MY TAKE
My Take
by

Drama at the University of Hong Kong makes for good entertainment

PUBLISHED : Monday, 14 December, 2015, 1:42am
UPDATED : Friday, 04 March, 2016, 2:59pm

Academia rarely provides so much entertaining news. But then, it's the University of Hong Kong, our oldest tertiary institution, and it never disappoints. So it's been amusing to watch the tit-for-tat between our two most famous professors of the moment, though probably famed for all the wrong reasons: Professor Johannes Chan Man-mun and Professor Arthur Li Kwok-cheung. The latest has Chan, a former HKU law dean, denouncing Li as unsuitable to lead the university's governing council, though Chief Executive Leung Chun-ying has yet to announce an appointment.

Chan is probably right about Li, a former education minister and current Executive Council member. But Chan is not any more suitable to be the pro-vice-chancellor in charge of research funding and academic personnel, a post for which he was rejected by council members including Li.

With Li, it's pure, naked aggression. Chan, by contrast, is the passive-aggressive type. When Li sets a goal, he pursues it with a full-frontal, take-no-prisoners assault. So it was the case when more than a decade ago, he tried to forcibly merge the Institute of Education with the Chinese University of Hong Kong, of which he was once vice-chancellor. As education chief, he tried to reform the English Schools Foundation by freezing its funding levels. He was, in a sense, too successful, so much so that the ESF has been forced into a divorce with the government and is becoming a full-fledged chain of international schools once public subsidies are phased out.

It's really Li's aggressive style that turns off a lot of academics, who prefer to keep polite society, and play vicious interdepartmental politics while patting each others' backs. Despite the regular pan-democratic denouncements against Li as Leung's man, Li is not an ideologue.

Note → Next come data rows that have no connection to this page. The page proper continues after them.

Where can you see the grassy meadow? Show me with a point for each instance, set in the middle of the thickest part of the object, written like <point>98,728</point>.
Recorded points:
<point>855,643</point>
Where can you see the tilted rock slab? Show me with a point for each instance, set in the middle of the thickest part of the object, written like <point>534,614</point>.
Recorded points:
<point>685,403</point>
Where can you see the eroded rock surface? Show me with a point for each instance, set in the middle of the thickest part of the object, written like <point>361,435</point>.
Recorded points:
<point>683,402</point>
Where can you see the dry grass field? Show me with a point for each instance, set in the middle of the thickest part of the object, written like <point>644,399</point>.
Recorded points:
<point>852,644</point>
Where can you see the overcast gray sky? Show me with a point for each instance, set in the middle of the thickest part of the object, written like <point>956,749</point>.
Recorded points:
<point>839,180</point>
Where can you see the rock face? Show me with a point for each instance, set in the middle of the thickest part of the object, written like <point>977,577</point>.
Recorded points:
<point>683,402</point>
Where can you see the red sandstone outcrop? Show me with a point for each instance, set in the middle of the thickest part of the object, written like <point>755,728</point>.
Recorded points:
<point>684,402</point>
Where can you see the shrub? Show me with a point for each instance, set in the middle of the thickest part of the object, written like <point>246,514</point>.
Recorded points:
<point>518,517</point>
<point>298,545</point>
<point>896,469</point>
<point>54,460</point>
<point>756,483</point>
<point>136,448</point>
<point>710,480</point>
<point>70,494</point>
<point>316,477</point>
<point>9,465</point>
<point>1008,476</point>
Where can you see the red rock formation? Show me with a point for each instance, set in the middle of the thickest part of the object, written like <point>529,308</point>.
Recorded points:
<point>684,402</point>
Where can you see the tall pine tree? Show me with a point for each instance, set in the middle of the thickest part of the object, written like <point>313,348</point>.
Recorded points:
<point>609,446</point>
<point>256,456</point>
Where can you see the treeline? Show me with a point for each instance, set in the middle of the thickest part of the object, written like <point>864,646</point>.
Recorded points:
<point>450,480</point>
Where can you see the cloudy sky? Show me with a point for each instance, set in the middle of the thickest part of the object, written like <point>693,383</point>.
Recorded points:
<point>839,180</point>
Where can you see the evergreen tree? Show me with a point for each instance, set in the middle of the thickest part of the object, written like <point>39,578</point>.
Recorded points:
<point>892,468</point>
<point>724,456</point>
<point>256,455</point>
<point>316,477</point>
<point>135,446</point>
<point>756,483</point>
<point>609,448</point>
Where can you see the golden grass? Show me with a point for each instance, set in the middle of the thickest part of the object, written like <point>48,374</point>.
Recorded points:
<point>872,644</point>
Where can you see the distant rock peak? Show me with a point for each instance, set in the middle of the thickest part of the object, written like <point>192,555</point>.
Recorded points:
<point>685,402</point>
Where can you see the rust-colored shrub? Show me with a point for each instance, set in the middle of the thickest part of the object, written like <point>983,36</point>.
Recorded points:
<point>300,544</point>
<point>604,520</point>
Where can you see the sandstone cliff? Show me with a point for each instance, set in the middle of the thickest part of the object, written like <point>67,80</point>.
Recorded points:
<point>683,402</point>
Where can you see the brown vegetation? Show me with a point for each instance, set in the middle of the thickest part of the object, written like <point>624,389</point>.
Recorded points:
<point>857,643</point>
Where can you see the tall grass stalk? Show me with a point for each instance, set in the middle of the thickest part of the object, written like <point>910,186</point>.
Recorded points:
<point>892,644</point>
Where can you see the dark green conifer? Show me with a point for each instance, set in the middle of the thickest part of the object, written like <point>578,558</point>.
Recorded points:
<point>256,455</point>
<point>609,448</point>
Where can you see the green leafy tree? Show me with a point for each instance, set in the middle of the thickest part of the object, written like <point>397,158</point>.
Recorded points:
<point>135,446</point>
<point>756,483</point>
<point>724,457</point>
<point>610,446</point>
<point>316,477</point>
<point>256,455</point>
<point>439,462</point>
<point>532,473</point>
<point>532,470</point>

Chan, however, is far more ideological. He supported his law colleague Benny Tai Yiu-ting's Occupy Central campaign last year, regardless of its consequences while posing as a moderate democrat.

His passive-aggressive personality came to the fore when he said he didn't want the HKU job but did everything to provoke students and supporters to fight on his behalf, including the students' storming and detention of council members in July.

Chan and Li are not particularly good leaders. But they probably have a useful role to play at HKU.